During the supervision for pharmaceuticals, medical devices and cosmetics by Shanghai Municipal Medical Products Administration, the interview mechanism and relative regulation have been formed in order to strengthen the security supervision, determine the responsibility of enterprises, prevent illegal behaviors and security cases and practically protect public health. The specific regulation details of which are listed below by Donjin.
This interview mechanism is a meeting raised by Medical Products Administration with legal representatives, persons in charge or other responsible staffs from license holders of pharmaceuticals, registrants and recording persons of cosmetics, production and trading units of pharmaceuticals, medical devices and cosmetics, when there is a behavior violated laws and regulations or there is a hidden danger. The interview aims to prevent and control the risk, clear the hidden danger, give a hint or warning to supervise and urge the rectification. It shall be managed territorially, legally and efficiently.
The interview may be raised under these circumstances:
- When security cases of pharmaceuticals, medical devices and cosmetics occurs;
- when it might be proved that there is hidden danger and it hasn't been removed in time;
- when there might be a huge hidden danger that product is unqualified or with abnormal result under selective examination or risk motoring;
- when it was reported by people, exposed by media or when there are many cases under investigation or with big influence;
- when there is false registration document or there is reality doubt for clinical trial sample;
- when there is serious default in quality managing system and the rectification remains useless;
- when the recall for product is insufficient;
- when the credit evaluation is untrustworthy or highly untrustworthy;
- other circumstances which may be interviewed by laws and regulations.
Before the interview, the Medical Products Administration shall make a notification with name of the interviewer, issue, time, location and main participants delivered to the business unit of the interviewer.
During the interview, at least two supervisors from the Medical Products Administration shall take part in to form an interview, and arrange a special assistant to take notes for the interview.
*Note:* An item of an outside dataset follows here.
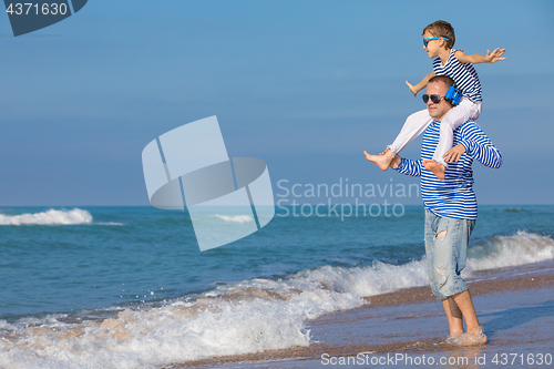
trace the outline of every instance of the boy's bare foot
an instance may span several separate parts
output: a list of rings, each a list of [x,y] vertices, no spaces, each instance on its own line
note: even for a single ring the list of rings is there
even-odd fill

The host and others who take part in the interview shall sign on the interview note.
The content of the interview shall include notification of the question and hidden danger occurred, propaganda of relative laws and regulations, requirement for rectification, management circumstance and the statement of the interviewer.
After the interview, the Medical Products Administration shall make a administrative suggesting letter based on the fact or other relevant law enforcement documents ordering rectification within a time limit.
This regulation would be effective on the date of December 1st, 2020 and would be expire in 5 years.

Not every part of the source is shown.